The need to treat “the whole man” — not just his cancer


Results from an international survey of patient perceptions about their prostate cancer treatment were announced yesterday.

According to this survey, which collected data from 624 patients and their partners from seven European nations (France, Germany, Ireland, Italy, Netherlands, Spain, and the UK) as well as the USA through an on-line survey system:

  • Healthcare professionals need to consider the impact of prostate cancer on the “whole man” rather than focusing only on treatment of his cancer.
  • Patients need better information about the range of treatment regimens available and how these treatments can impact quality of life.
  • 34 percent of patients surveyed did not feel sufficiently informed to be able to play a role in their treatment decisions.
  • 34 percent of patients surveyed were “dissatisfied” or “not very satisfied” with the level of information available to them in the months following diagnosis.
  • 78 percent of the men polled felt that their sex life had been negatively affected by prostate cancer.
  • 66 percent of men stated that the emotional impact of prostate cancer was “not discussed” during consultations with their doctors.
  • 57 percent of patients felt they were not provided with adequate emotional support following their diagnosis.
  • 56 percent of patients and 53 percent of partners would have liked a healthcare professional to spend more time discussing the impact of prostate cancer and its treatment of their sex life.
  • 65 percent of partners would have liked more information on how to discuss the potential effects of prostate cancer on their sex life with their husband/partner.
  • 90 percent of the patients felt that it would have been useful to have a “buddy” with experience of prostate cancer to whom they could talk and ask questions.

The results from this survey would appear to correlate well with data from other such surveys conducted in the past. The bottom line is that the medical profession still tends to treat localized prostate cancer as an acute clinical problem as opposed to a major, life-changing event with profound long-term consequences for many men and their families.

Gunter Feick, chairman of the German patient association Bundesverband Prostatakrebs Selbsthilfe e. V., is quoted in the media release about this survey as saying, “One of the most important findings … is that there is a clear need for more resources to help support a man emotionally through prostate cancer.” The “New” Prostate Cancer InfoLink would entirely agree with that.

The survey was commissioned by Ferring Pharmaceuticals.

2 Responses

  1. “The results from this survey would appear to correlate well with data from other such surveys conducted in the past.”

    Not sure which surveys these are, or why nothing has been done, but it is pretty obvious from posts on Internet sites that all these conclusions are valid.

    There is a degree of criticsm from people who feel that there is little value in the kind of anecdotal evidence that is on my site, but when 90 percent of the patients felt that it would have been useful to have a “buddy” with experience of prostate cancer to whom they could talk and ask questions it seems that the concept of You Are Not Alone Now might not have been too out of line.

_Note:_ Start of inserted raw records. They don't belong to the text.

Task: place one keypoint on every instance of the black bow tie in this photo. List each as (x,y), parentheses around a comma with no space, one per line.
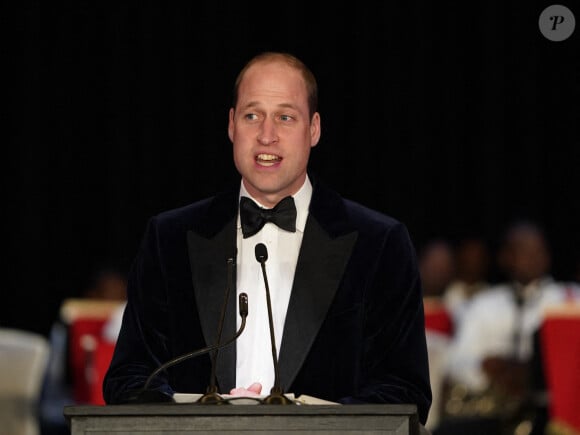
(253,217)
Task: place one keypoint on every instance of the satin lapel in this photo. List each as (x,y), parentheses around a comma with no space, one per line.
(319,270)
(208,260)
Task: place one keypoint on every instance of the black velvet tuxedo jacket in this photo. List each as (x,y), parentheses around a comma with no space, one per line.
(354,330)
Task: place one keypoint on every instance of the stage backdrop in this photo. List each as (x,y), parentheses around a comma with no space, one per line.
(454,119)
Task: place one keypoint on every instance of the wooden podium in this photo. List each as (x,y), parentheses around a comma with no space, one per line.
(171,418)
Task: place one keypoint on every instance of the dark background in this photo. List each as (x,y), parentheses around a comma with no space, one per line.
(455,119)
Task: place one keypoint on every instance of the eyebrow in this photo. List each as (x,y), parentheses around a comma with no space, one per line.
(252,104)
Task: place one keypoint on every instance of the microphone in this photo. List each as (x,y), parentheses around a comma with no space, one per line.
(276,396)
(144,395)
(211,395)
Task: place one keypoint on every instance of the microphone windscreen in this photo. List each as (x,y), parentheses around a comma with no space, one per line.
(243,302)
(261,253)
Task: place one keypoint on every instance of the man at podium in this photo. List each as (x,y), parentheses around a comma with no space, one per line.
(339,313)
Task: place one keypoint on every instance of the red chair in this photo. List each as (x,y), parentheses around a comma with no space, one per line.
(102,356)
(560,345)
(85,319)
(437,317)
(84,335)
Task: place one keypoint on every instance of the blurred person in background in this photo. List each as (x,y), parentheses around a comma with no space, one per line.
(472,259)
(107,281)
(436,267)
(437,271)
(489,361)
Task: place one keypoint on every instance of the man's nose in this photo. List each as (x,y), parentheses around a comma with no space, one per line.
(268,133)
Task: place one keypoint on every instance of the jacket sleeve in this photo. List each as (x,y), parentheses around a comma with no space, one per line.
(395,364)
(142,344)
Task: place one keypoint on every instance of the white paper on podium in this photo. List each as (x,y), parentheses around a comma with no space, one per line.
(241,400)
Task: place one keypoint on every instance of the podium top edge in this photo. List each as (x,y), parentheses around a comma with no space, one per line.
(167,409)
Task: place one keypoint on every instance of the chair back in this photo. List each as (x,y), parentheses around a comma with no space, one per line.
(24,357)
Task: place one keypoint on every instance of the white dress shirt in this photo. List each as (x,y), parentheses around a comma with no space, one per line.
(254,352)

    Pity that organisations such as the Prostate Cancer Foundation of Australia don’t recognise this value and advertsie the site more.

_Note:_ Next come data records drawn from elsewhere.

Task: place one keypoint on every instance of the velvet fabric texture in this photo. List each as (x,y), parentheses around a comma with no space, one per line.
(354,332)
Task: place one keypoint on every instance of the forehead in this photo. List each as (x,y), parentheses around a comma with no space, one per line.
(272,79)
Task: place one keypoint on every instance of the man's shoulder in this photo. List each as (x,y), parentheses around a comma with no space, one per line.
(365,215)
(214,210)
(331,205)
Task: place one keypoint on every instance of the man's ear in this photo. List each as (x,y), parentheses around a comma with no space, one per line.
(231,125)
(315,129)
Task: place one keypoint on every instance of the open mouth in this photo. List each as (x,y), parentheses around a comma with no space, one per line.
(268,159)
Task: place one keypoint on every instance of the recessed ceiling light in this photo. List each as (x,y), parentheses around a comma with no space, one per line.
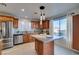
(22,10)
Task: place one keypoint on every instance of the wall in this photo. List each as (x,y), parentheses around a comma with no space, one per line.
(24,25)
(68,42)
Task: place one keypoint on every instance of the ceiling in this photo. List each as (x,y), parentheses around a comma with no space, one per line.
(51,9)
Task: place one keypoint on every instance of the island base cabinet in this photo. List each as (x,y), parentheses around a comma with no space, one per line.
(44,48)
(49,48)
(1,47)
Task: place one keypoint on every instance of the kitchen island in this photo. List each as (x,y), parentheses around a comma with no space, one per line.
(1,46)
(44,44)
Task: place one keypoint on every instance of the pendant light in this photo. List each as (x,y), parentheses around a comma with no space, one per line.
(42,15)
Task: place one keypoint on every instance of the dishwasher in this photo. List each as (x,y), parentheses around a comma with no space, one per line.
(18,39)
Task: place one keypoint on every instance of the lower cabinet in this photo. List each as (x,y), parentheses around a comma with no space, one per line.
(39,47)
(44,48)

  2. In 1998 a support group for patients with prostate cancer was initiated. Under the control of an urologist, 192 meetings (one every 3 weeks) took place; 78 patients (66%) attended at least once. This unique local experience has been extremely valuable for patients, who had the chance to meet regularly and share their concerns; they also had a useful opportunity to keep in touch with the doctor in charge, and share doubts and fears concerning their disease.